Éditorial  Scientifiques fédéraux

Au nom de la science

Irrités par les interventions du gouvernement Harper, les scientifiques fédéraux ont concocté un répulsif inusité : des clauses à insérer dans leur convention collective. Reste à voir si le remède sera homologué.

Limitations, voire interdiction, des communications au sujet de leurs travaux, même lorsqu’ils sont publiés. Réduction de la qualité des données, notamment celle du recensement. Fermeture d’une dizaine de bibliothèques scientifiques, dont la seule en français à Pêches et Océans Canada. Modalités de financement qui désavantagent des domaines de recherche. La liste des doléances des scientifiques fédéraux s’étend d’un océan à l’autre.

Après des années à dénoncer des directives jugées contraires à l’intérêt de la science et du public, ils ont décidé de mettre un peu de pression sur Ottawa. Leur cahier de propositions en vue du renouvellement des conventions collectives comporte une section inédite.

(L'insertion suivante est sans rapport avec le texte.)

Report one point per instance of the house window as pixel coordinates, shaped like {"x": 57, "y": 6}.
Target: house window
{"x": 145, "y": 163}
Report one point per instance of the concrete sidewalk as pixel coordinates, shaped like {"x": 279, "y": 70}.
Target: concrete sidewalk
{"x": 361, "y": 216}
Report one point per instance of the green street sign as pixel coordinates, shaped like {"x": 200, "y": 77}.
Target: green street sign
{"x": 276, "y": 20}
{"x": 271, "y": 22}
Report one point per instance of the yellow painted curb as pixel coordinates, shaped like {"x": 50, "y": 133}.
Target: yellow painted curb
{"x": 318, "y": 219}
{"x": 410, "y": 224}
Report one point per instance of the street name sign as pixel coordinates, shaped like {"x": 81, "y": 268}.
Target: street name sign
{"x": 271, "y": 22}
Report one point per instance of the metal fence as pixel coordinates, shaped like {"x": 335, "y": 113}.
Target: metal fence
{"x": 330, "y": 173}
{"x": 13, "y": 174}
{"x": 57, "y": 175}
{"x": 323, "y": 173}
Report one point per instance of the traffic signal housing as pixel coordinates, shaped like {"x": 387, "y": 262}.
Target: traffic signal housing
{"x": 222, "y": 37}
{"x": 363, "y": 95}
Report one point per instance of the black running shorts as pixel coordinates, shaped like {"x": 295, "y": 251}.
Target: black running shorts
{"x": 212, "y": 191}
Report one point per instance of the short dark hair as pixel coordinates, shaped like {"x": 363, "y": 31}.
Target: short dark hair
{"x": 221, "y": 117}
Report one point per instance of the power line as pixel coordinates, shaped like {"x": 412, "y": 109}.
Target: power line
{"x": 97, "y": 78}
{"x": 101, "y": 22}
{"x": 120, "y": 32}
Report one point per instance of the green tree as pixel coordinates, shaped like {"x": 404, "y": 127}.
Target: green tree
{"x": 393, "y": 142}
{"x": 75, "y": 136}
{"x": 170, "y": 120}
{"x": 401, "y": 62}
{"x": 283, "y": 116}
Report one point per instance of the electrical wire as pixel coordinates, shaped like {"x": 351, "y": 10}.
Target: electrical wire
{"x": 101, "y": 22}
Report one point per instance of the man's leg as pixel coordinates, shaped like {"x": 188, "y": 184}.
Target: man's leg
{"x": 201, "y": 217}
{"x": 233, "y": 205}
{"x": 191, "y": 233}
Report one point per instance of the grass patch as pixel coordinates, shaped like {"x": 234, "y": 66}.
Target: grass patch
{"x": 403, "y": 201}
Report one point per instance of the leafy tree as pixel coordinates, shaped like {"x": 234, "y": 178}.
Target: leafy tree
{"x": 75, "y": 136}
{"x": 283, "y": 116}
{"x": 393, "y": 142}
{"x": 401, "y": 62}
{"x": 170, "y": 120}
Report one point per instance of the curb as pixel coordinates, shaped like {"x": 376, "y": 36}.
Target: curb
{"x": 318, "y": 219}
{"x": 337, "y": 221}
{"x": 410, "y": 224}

Les syndiqués demandent que la moitié des revenus de propriété intellectuelles générés par leurs travaux soient réinvestis dans la recherche gouvernementale. Ils réclament le droit de s’exprimer sur des questions scientifiques. Et, surtout, ils veulent que les ministères s’engagent à respecter des normes d’intégrité scientifique, en adoptant une politique à cette fin. Cette politique, tout comme les clauses sur le financement de la recherche et le droit de parole, serait incluse dans la convention collective, au même titre que la rémunération et les autres conditions de travail.

La stratégie est habile. Si ces dispositions faisaient partie intégrante du contrat liant le gouvernement à ses scientifiques, celui-ci ne pourrait y contrevenir sans s’exposer à des griefs. Une manière de se protéger contre l’ingérence des élus.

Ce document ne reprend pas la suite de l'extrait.